Wait, I just remembered, Ralph does have a little trick, I’ll let you discover that on your own.
It really doesn’t matter that Rockula doesn’t follow any of the traditional vampire policies though, since the whole vampire thing is really just there to give the movie its awesome title and I’m just using this gripe as an excuse to have another beer. Because this is definitely the type of movie to kick back and pop open a few with friends.
Do you need any more than this?
Find this tragically underrated gem and make it a part of your next Halloween. Or your next Tuesday.
Bonus Drinking Game
Take a Drink: every time the lip-synching doesn’t match up.
Take a Drink: when Tony Cox (You know! The little guy from Bad Santa) appears on screen.
Take a Drink: every time Toni Basil is awesome.
Take a Drink: at every Stanley’s Death Park commercial.
Take a Drink: every time someone wears neon Spandex. (Take two when Bo Diddley does.

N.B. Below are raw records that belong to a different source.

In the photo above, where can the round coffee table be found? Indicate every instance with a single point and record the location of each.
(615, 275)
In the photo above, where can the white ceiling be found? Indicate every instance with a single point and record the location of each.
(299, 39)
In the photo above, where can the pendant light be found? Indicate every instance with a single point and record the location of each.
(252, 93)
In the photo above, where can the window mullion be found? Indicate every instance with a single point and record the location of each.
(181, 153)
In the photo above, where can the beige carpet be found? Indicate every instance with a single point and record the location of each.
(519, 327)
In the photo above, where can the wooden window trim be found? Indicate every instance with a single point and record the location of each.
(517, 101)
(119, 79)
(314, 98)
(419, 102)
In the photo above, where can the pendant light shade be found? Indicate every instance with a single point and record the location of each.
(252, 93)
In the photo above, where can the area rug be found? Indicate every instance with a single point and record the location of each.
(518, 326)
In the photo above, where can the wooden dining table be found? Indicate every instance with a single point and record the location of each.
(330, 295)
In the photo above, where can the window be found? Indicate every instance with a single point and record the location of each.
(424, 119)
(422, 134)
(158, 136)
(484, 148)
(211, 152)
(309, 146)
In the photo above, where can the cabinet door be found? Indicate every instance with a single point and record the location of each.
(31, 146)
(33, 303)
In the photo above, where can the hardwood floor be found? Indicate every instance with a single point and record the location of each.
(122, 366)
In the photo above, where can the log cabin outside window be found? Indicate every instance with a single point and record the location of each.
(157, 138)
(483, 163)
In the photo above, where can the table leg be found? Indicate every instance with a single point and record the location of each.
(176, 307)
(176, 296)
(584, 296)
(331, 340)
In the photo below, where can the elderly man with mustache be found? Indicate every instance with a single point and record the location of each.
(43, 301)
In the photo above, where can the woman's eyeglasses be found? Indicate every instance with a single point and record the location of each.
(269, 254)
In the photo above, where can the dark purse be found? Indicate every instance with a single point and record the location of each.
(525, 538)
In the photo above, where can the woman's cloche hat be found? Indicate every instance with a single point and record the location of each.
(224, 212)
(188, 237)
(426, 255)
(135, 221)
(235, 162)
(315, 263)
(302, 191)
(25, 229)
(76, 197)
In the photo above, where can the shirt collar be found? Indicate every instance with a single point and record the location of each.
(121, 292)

Oh yes, he does.)
Take a Drink: every time you wonder what favor/blackmail/financial problem could have possibly convinced Bo Diddley to appear in this movie.
Chug: every second it takes until you figure out the identity of Madame Benoit. (It shouldn’t take you more than 0.5 seconds.)
(If you grew up/lived through the 80’s ) Take a Drink: every time you think to yourself “I thought that was cool?”
Take a Drink: when you spot the Rocky Horror reference.
Fun Fact: Adam Shankman, director of Rock of Ages, has a bit part as a panty-stealing shuttle driver.